Starso · 21/11/2024 11:31

Sorry, I just assumed if she's been asked to work Tuesday, her contract must specify she can be asked to work any day. Apologies if I'm wrong on that.

If you worked in a job for x months or x years and you never work Tuesdays, you don’t expect that you are going to work on a Tuesday irrespective of what the contract says about “can be asked to work any day”. It would be absurd for me to book Mondays off when I don’t work Mondays although no doubt the small print says it possible for my employer to ask me to do that.

There’s clearly a reasonable expectation that’s her day off if she never works it. They know that and you know that.

Asking her to work her day off would’ve been bad enough but telling her is shocking.

Again do you not see the insensitivity of TELLING someone they must work their day off or Christmas because they haven’t popped out kids? Particularly in this situation where fertility issues are involved.

Whinge · 21/11/2024 11:31

Sorry, I just assumed if she's been asked to work Tuesday, her contract must specify she can be asked to work any day. Apologies if I'm wrong on that.

OP has made it pretty clear she never works a Monday / Tuesday. Also she hasn't been asked, she's been told she's working it because she doesn't have children.

I work weds-sun one week and weds-fri the other, so never work Mon and Tues.

Memyselfmilly · 21/11/2024 11:31

SleepFinally · 21/11/2024 11:26

Sorry, I just assumed if she's been asked to work Tuesday, her contract must specify she can be asked to work any day. Apologies if I'm wrong on that.

I think it's sensible when you want Christmas off to ask for it and specify in advance - so email or discussion on July/August along the lines ... 'Dear manager. I want to make you aware I have plans at Christmas this year and will need from X date to Y date off. I'm happy to take as leave or please let me know how best to take this from leave/days off etc.. I worked the Christmas period last year so assume this will be fine...'

If you wait until November and your manager says - 'sorry, you have to work X and y days because Mary, Jane and jill have already requested Christmas off for family reasons and those days have been granted to them' then sorry, it's on you... and they have very good reasons so...

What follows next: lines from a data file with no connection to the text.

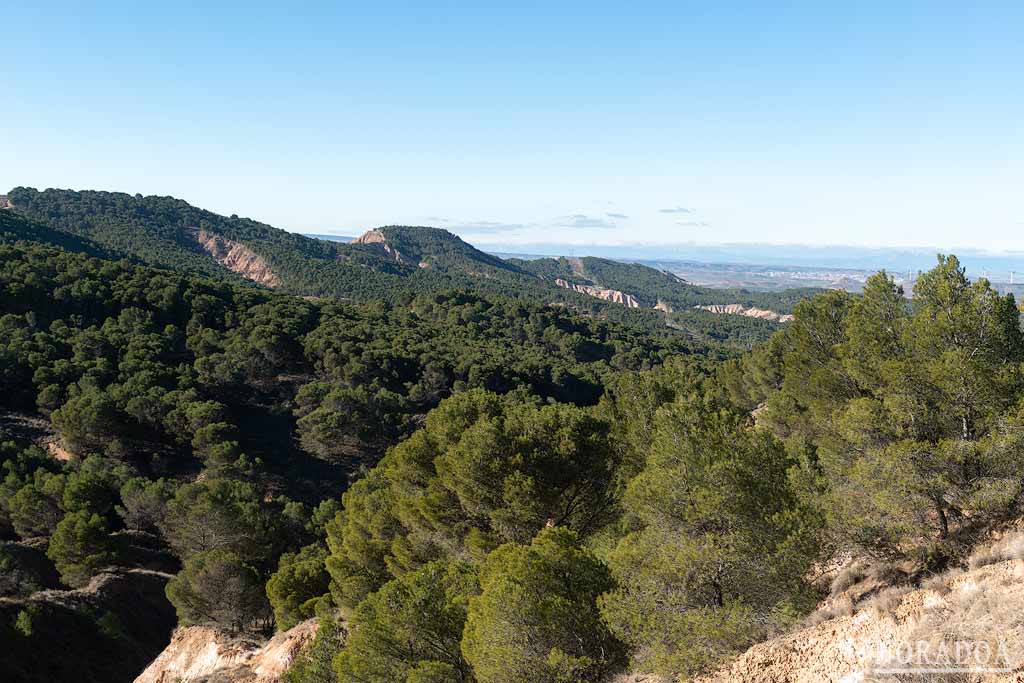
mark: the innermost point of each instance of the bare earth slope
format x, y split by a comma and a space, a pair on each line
982, 609
201, 654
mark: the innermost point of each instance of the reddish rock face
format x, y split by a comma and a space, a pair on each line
614, 296
739, 309
238, 258
200, 653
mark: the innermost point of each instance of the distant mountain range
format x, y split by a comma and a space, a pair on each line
382, 264
995, 265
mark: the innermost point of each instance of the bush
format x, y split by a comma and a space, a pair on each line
537, 620
217, 588
300, 580
80, 546
425, 611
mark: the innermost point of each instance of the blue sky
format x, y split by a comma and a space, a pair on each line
859, 123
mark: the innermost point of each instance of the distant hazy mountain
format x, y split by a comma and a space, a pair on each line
897, 260
330, 238
387, 263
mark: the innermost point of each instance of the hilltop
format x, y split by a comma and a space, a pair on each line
387, 263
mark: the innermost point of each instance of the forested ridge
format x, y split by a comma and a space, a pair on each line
162, 231
466, 486
651, 286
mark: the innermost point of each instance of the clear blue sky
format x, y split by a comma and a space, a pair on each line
862, 123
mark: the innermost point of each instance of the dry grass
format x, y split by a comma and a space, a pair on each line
1010, 547
850, 575
885, 601
842, 607
941, 583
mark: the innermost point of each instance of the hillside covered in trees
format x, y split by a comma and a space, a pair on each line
464, 486
383, 265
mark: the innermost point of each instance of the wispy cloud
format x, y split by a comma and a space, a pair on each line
583, 220
486, 226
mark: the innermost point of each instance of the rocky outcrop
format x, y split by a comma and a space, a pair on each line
105, 632
201, 654
377, 240
614, 296
750, 311
892, 631
238, 258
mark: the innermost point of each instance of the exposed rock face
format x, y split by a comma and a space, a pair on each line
105, 632
201, 654
739, 309
238, 258
980, 608
377, 239
614, 296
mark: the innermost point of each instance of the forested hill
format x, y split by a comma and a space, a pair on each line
386, 264
650, 286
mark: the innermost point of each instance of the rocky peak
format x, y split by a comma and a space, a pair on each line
237, 258
377, 239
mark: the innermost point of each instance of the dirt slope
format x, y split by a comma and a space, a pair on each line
201, 654
981, 609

If you are putting in for holiday you usually can’t put in for holiday on a day you don’t work. You don’t call in sick to a day you don’t normally work either.

NeighSayers · 21/11/2024 11:33

SleepFinally · 21/11/2024 10:16

Fine. If Sandra is happy to enjoy her Christmas knowing her colleague will miss out on her first Christmas with a newborn, crack on. I personally wouldn't enjoy my day knowing I'd caused another person to miss out on their first Christmas with their newborn. Each to their own but I think humanity is sadly less empathic and kind and decent than it used to be..

And yet you could enjoy your Christmas with a baby (not newborn or you'd still be on mat leave) whilst knowing you'd caused Sandra to be alone at Christmas as she couldn't go travel to see family? Especially knowing thay Sandra was painfully childless?

Yes, humanity seems pretty lacking in empathy when you put it like that.